Figure 5. Scale information provided by the PHQ-2, PHQ-9, SCI-QOL Depression, and Combined. Note: Scale information is shown on the y-axis and T-scores are shown on the X-axis. The scale (or test) information curve (or function) indicates the level of information (i.e. reliability) provided by the scale over the range of the construct continuum. Colors relate to the online version of the figure.

Figure 5. Scale information provided by the PHQ-2, PHQ-9, SCI-QOL Depression, and Combined. Note: Scale information is shown on the y-axis and T-scores are shown on the X-axis. The scale (or test) information curve (or function) indicates the level of information (i.e. reliability) provided by the scale over the range of the construct continuum. Colors relate to the online version of the figure.

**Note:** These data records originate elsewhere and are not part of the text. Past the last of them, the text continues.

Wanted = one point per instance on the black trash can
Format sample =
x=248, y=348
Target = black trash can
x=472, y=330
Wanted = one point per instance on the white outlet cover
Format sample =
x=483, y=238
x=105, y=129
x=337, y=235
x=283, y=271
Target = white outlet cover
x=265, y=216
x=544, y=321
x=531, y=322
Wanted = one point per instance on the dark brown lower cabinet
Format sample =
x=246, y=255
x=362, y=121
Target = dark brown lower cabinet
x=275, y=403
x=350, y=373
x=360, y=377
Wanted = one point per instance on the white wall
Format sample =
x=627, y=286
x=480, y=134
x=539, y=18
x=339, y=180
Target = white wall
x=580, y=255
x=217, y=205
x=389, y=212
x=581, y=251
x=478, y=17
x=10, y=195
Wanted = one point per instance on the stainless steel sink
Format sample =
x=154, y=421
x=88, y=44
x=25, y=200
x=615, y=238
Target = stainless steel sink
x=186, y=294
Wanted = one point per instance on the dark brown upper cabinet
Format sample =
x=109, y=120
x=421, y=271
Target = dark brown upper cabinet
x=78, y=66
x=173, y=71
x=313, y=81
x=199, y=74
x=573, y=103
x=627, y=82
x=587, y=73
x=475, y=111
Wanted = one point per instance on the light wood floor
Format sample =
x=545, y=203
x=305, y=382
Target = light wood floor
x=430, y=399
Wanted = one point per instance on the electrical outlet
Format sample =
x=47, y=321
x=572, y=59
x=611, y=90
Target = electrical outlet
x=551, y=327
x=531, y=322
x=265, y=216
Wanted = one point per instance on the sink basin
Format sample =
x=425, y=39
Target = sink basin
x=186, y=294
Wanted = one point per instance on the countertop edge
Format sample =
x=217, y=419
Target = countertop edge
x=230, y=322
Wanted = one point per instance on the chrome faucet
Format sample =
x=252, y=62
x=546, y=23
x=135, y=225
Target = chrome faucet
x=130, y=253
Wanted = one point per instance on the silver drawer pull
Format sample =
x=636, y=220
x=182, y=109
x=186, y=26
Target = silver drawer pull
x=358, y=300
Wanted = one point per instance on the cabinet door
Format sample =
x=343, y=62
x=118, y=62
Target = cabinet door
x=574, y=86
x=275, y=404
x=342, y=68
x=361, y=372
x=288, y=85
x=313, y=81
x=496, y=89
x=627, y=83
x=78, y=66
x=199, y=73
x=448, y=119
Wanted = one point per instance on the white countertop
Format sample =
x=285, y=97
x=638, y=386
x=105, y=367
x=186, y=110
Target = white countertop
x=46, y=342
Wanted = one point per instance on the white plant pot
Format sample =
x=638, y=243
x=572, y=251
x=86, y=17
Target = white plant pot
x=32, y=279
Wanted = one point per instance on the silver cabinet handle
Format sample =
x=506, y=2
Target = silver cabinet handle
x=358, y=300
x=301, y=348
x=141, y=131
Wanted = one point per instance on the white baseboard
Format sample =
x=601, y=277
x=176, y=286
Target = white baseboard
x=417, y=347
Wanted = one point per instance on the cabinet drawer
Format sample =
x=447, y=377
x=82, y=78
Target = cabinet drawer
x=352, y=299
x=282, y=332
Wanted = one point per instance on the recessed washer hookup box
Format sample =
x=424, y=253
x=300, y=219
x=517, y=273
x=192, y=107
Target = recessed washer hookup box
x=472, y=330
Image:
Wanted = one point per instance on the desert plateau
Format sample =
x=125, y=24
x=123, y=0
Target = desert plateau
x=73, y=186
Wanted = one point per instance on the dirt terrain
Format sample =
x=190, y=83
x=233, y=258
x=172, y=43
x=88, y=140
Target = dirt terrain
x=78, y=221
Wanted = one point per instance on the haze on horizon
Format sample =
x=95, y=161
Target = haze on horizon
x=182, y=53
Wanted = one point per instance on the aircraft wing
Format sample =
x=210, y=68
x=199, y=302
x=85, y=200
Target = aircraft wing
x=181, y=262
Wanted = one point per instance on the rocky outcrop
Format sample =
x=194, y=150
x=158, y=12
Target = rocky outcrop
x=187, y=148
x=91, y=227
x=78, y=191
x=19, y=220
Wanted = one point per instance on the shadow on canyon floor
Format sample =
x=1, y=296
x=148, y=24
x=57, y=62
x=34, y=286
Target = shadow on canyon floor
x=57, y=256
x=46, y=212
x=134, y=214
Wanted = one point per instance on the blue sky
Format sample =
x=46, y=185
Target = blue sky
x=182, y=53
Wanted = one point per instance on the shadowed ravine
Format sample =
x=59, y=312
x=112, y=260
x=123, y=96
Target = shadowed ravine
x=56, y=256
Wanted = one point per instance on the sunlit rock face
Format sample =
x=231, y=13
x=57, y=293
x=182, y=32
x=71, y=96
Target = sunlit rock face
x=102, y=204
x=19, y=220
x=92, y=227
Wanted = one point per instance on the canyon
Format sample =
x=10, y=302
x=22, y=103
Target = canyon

As indicated by the correlation between measures (r = 0.76), scores on the SCI-QOL Depression bank and the PHQ-9 are not strictly interchangeable at the individual level. For the subsample completing the item bank and PHQ-9, we used the PHQ-9 to estimate an expected SCI-QOL score and then calculated a discrepancy score by subtracting the observed value from the predicted score. The predicted and observed scores were within a half of a standard deviation for over half the sample. However, there was a substantial number of people (n = 106) who had discrepancies greater than 1 SD (this is consistent with the shared variance indicated by the correlation between the measures).

Discussion

The goal of this study was to (1) develop a bank of depression-related items for use with individuals with SCI; (2) evaluate the psychometric properties of the item bank; (3) develop a cross-walk from the PHQ-9 to SCI-QOL; and (4) provide information that facilitates clinical and research use of the depression item bank.

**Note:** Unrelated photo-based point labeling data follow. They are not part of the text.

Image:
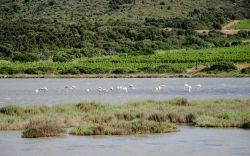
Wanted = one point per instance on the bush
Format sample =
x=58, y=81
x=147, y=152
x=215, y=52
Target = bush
x=9, y=70
x=12, y=110
x=61, y=58
x=164, y=69
x=70, y=70
x=27, y=57
x=246, y=125
x=179, y=102
x=245, y=70
x=222, y=66
x=100, y=70
x=47, y=130
x=119, y=71
x=157, y=117
x=88, y=106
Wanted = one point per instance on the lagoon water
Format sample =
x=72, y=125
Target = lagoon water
x=22, y=91
x=189, y=141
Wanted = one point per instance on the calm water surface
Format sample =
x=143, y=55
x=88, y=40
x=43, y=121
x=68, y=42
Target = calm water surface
x=22, y=91
x=188, y=142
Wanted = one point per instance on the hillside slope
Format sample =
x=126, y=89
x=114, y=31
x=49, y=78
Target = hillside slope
x=66, y=29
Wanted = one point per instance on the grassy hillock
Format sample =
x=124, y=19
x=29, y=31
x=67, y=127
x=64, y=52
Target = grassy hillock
x=90, y=118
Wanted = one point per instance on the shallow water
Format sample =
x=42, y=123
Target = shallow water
x=22, y=91
x=189, y=141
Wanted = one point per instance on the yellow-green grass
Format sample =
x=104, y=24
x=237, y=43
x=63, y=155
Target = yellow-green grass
x=242, y=24
x=142, y=117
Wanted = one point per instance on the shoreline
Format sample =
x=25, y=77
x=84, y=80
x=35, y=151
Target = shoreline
x=139, y=75
x=140, y=117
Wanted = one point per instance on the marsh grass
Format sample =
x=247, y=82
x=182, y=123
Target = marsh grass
x=91, y=118
x=45, y=130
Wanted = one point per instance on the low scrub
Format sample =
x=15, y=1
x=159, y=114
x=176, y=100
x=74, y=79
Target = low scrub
x=88, y=106
x=48, y=130
x=12, y=110
x=136, y=126
x=179, y=102
x=245, y=70
x=209, y=121
x=222, y=66
x=246, y=125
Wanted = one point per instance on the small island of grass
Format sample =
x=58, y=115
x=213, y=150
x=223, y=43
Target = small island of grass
x=145, y=117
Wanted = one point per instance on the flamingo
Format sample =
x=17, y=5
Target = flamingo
x=131, y=86
x=199, y=85
x=188, y=87
x=41, y=89
x=125, y=89
x=159, y=88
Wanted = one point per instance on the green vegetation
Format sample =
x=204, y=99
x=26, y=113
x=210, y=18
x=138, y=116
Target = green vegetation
x=59, y=30
x=222, y=66
x=48, y=130
x=242, y=24
x=90, y=118
x=171, y=61
x=246, y=70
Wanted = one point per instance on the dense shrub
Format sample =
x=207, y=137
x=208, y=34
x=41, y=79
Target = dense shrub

The SCI-QOL Depression bank is an optimized version of the PROMIS v1.0 Depression item bank for individuals with SCI. Patient and clinician focus group participants confirmed that the PROMIS v1.0 Depression items had content validity in an SCI population. Like the PROMIS Depression bank, the SCI-QOL Depression item bank does not include items related to somatic symptoms which might be confounded with physical medical issues experienced by persons with SCI. We then developed SCI-specific item calibrations using a large, heterogeneous sample of individuals with SCI using a 2-PL graded-response IRT model. We removed items exhibiting DIF, poor item fit statistics, or local dependence. This procedure ensures that the SCI-QOL Depression bank is relevant and appropriate for individuals with SCI. We used IRT linking methods to transform the SCI-QOL calibrations to the PROMIS metric, thus allowing use of SCI calibrations that can be directly compared to PROMIS scores.

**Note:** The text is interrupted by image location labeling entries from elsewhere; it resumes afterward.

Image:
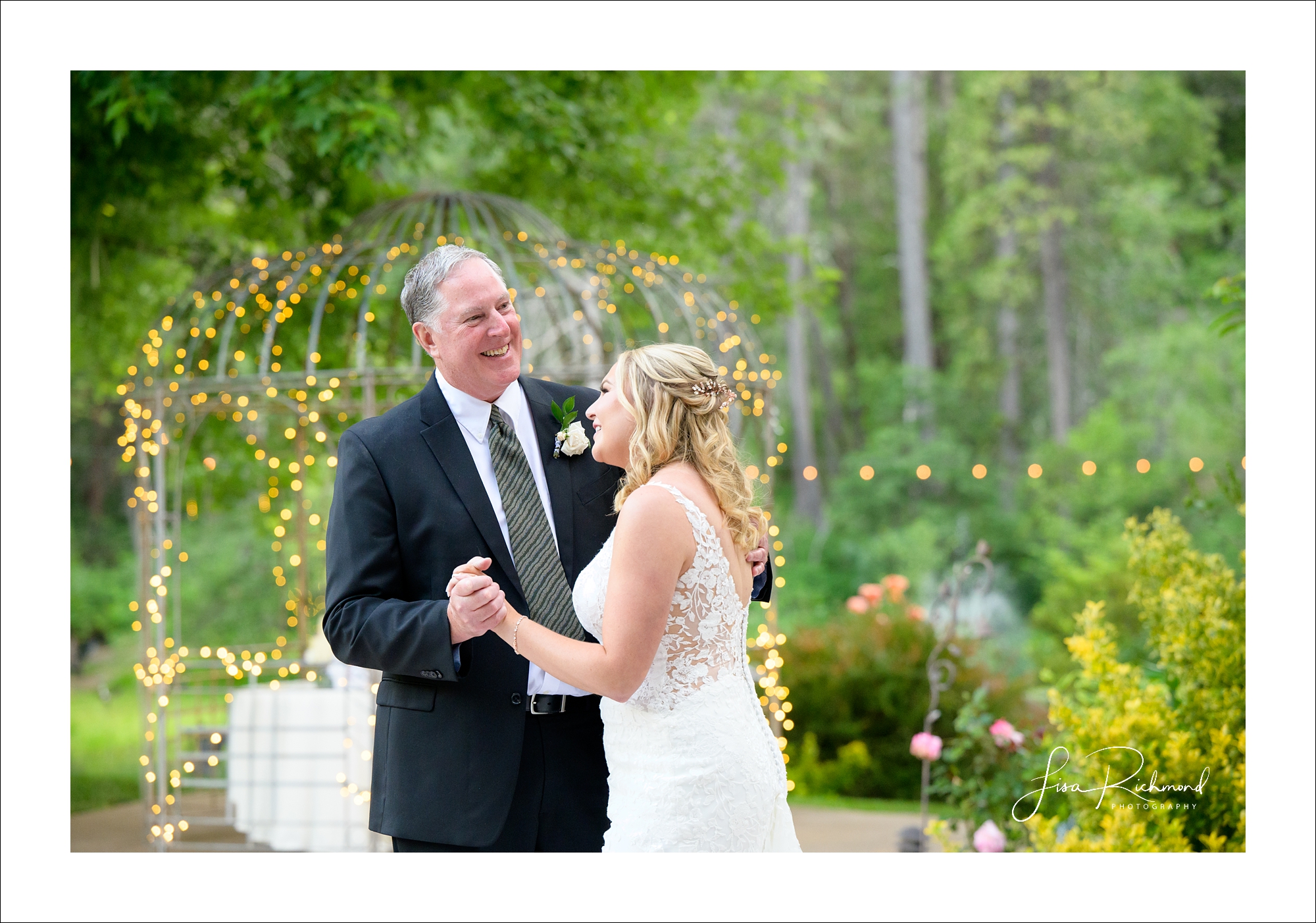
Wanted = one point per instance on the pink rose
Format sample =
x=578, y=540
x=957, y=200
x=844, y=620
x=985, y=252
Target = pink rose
x=872, y=592
x=990, y=839
x=1005, y=734
x=926, y=746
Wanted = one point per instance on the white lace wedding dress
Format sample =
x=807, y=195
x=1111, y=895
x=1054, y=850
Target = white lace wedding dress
x=693, y=764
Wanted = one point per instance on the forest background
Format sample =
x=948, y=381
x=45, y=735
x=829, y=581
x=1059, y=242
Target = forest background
x=957, y=269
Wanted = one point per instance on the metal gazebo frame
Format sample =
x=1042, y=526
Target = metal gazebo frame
x=289, y=351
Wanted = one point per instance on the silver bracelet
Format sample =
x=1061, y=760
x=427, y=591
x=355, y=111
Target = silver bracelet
x=515, y=630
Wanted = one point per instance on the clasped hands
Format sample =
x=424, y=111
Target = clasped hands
x=477, y=605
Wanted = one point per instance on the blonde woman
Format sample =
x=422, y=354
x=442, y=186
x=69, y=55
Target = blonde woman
x=693, y=763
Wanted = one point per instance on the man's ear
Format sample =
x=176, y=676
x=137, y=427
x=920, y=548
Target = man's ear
x=427, y=338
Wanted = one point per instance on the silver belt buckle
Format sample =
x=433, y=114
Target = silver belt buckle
x=538, y=696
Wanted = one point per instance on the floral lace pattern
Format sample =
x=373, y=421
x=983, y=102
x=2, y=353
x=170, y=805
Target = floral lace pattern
x=692, y=759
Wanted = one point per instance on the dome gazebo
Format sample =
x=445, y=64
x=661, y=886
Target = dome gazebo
x=286, y=352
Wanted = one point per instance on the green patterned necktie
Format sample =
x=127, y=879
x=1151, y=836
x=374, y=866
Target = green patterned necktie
x=534, y=552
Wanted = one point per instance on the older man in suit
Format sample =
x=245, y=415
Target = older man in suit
x=476, y=749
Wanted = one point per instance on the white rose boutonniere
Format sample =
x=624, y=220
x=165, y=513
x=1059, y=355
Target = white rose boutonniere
x=576, y=440
x=570, y=439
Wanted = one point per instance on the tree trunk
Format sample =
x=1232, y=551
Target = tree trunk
x=834, y=435
x=1007, y=323
x=809, y=497
x=910, y=132
x=1057, y=329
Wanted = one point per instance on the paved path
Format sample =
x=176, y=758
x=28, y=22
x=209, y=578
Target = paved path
x=821, y=830
x=843, y=830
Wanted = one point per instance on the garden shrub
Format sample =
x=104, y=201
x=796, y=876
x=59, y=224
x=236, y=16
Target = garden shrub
x=860, y=687
x=1185, y=714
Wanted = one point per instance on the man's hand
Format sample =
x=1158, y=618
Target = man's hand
x=474, y=601
x=757, y=559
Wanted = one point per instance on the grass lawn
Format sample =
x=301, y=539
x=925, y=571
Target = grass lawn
x=106, y=730
x=886, y=805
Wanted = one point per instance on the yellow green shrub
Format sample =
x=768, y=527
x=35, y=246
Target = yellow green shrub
x=1185, y=716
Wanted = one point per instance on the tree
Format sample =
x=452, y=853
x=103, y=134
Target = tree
x=910, y=136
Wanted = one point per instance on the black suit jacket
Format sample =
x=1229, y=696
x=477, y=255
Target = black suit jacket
x=410, y=508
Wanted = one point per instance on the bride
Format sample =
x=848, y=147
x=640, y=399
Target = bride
x=693, y=763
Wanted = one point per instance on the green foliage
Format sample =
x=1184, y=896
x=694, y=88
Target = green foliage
x=980, y=778
x=105, y=737
x=1185, y=716
x=860, y=688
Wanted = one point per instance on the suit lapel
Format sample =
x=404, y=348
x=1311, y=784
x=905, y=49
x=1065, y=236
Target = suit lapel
x=557, y=472
x=445, y=440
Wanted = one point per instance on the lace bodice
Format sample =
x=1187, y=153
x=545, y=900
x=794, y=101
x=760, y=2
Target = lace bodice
x=706, y=626
x=693, y=764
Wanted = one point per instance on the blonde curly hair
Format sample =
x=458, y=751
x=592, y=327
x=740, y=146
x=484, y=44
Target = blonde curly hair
x=678, y=402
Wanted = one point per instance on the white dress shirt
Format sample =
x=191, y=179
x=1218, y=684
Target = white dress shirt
x=473, y=417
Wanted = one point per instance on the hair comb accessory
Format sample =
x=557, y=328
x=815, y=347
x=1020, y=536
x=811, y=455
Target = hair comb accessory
x=715, y=386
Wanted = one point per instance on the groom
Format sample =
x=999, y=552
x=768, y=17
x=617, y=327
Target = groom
x=476, y=749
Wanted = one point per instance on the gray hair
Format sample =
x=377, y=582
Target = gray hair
x=422, y=300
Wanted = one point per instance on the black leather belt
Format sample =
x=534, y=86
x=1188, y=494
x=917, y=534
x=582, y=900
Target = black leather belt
x=547, y=705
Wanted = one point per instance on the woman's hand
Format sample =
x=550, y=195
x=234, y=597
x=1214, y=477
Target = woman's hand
x=476, y=604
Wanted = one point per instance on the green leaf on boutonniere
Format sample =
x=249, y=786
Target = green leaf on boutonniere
x=565, y=414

The SCI-QOL also provides the end user with several administration options depending upon the intended use of the scale. For studies requiring rapid, quick screening, the SCI-QOL could be administered using CAT stopping rules to reduce testing time (e.g. administer only 4 items regardless of standard error variance). For studies requiring more administration precision and participant burden is not an issue, the CAT stopping rules could be set to administer more items (e.g. a minimum of 8 items, standard error of 0.30, and a maximum number of 12 or more items). When a computer and/or internet connection is not available for testing, a short form could be administered to the participant. Finally, if a special subpopulation is being tested, a customized short form could be developed that only includes items relevant to the subpopulation (e.g. a short form including only the most ‘difficult’ items—i.e. those that will be endorsed only by individuals with the most severe depressive symptomatology—could be created for use in a study of individuals with SCI and concomitant MDD). While administration of the full item bank would yield the highest reliability, use of the full bank is not recommended given the high reliability of the 10-item fixed-length CAT and the variable-length CAT with a minimum of 8 items. Either of these administrations would very closely approximate the scores obtained when a full bank is administered.

The wide use of the PHQ-9 in SCI research studies led us to link SCI-QOL with the PHQ-9. We co-administered the SCI-QOL with the PHQ-9 allowing us to compare the psychometric properties of the instruments as well as developing a crosswalk between the scales. The reliability of the SCI-QOL item bank is superior to the PHQ-9 (or PHQ-2) over a wider range of depressive functioning suggesting that the SCI-QOL has greater measurement precision and is better able to assess individuals at both tails of the distribution. Additionally, the SCI-QOL provides significantly greater scale information than the PHQ-9 or the PHQ-2 which also indicates that the SCI-QOL score is a more reliable measure across the entire range of depressive symptoms, providing more accuracy and sensitivity across a wider range of depression. The SCI-QOL is able to estimate the score for an individual who is one or two standard deviations below the mean and up to three or four standard deviations above the mean, which is far more precise than either the PHQ-9 or PHQ-2. Collectively, these data suggest that the SCI-QOL has greater measurement precision.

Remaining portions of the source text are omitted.